A list of factors that influence the development of platelet activation during storage, collection, and supplemental treatments is provided (see table).2 Addressing the effects of these processes on platelet activation has laid the foundation for the safety and efficacy of platelet transfusion over the last several decades. On the basis of the results of the study by Kelly et al, it seems that there will be no selection step (donor recruitment) in which platelets are preselected on the basis of their genetic makeup with the presumption that intrinsic hyperactivity of the platelet will not be more susceptible to these factors.

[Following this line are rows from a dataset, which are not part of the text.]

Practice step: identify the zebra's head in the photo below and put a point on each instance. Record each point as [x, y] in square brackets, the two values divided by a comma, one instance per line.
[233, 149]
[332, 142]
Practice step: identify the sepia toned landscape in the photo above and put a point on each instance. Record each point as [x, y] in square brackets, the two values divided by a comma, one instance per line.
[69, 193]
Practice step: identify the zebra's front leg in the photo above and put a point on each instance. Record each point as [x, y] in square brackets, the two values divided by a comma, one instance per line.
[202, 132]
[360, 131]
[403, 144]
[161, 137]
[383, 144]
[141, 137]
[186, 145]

The history of improved platelet transfusion safety and efficacy has been one in which in vivo studies have played a major role in assessing the changes in the production, treatment, and preparation of platelets.8 Transfusion medicine specialists have known for the last several decades that laboratory measures of platelet responsiveness do not translate to differences in clinical outcome. This is well demonstrated in the article by Kelly et al through their conduct of a well-designed clinical trial. Advancements in platelet transfusion will continue to require an in vivo transfusion trial, ideally designed to cover a specific patient population. This approach is neither easy nor inexpensive. Although no single in vitro test has proved to be the gold standard, we recognize that the following variety of measurements of platelet metabolism, morphology, and function provide an approximation of platelet transfusion outcome: visual inspection and swirling phenomena, phase-contrast microscopy scoring system, mean platelet volume, hypotonic shock response, platelet activation markers by flow cytometry or supernatant plasma analysis and, recently, markers of metabolism and proteomics.

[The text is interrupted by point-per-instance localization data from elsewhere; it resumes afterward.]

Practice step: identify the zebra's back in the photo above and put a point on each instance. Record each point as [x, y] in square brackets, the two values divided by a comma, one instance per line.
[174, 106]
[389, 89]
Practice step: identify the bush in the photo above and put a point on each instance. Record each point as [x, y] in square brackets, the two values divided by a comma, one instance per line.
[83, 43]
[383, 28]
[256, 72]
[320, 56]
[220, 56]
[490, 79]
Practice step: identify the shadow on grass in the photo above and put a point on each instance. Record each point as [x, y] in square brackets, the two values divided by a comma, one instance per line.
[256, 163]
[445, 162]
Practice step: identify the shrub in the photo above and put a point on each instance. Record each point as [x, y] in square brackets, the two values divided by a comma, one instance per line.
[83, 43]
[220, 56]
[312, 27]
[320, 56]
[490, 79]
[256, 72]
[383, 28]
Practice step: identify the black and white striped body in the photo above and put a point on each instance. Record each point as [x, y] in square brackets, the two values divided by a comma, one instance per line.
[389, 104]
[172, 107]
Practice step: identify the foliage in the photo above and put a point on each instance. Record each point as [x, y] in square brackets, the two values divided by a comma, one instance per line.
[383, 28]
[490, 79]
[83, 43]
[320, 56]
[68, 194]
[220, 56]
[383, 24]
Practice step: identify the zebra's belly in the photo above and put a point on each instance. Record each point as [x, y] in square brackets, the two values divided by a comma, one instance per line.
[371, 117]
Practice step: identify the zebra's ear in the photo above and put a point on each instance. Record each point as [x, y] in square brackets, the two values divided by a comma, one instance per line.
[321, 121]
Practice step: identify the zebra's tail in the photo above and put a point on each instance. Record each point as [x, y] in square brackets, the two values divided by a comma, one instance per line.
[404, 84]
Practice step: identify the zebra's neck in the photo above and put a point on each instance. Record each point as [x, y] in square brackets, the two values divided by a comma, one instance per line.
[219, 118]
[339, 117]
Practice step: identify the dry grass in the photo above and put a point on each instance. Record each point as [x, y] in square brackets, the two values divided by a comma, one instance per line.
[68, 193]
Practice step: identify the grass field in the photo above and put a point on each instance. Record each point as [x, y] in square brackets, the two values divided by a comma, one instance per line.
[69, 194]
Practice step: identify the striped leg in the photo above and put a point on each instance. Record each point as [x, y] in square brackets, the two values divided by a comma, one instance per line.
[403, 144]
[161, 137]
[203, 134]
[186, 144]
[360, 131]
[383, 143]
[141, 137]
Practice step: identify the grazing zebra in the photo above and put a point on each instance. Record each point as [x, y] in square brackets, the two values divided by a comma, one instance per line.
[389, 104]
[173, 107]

In summary, as we look ahead toward improving platelet transfusion therapy, the article by Kelly et al does not support the selection of platelet donors with different genetic composition based on in vitro function testing of donors. Of particular importance is our reliance upon apheresis donors; in this case, only one phenotype is used to transfuse a patient. This could potentially lead to a complete failure of the transfusion if the platelets were hyperactive instead of reducing the risk of failure which could be accomplished by using pooled platelet concentrates from several donors. As we look down the road toward platelets being produced in vitro from human stem cells and ponder the need for a particular genetic makeup, we may find it unnecessary to consider a particular genetic makeup.9 Of course if we ever reach this goal, a well-planned clinical trial will still be needed to provide the final answer.
Conflict-of-interest disclosure: The author declares no competing financial interests.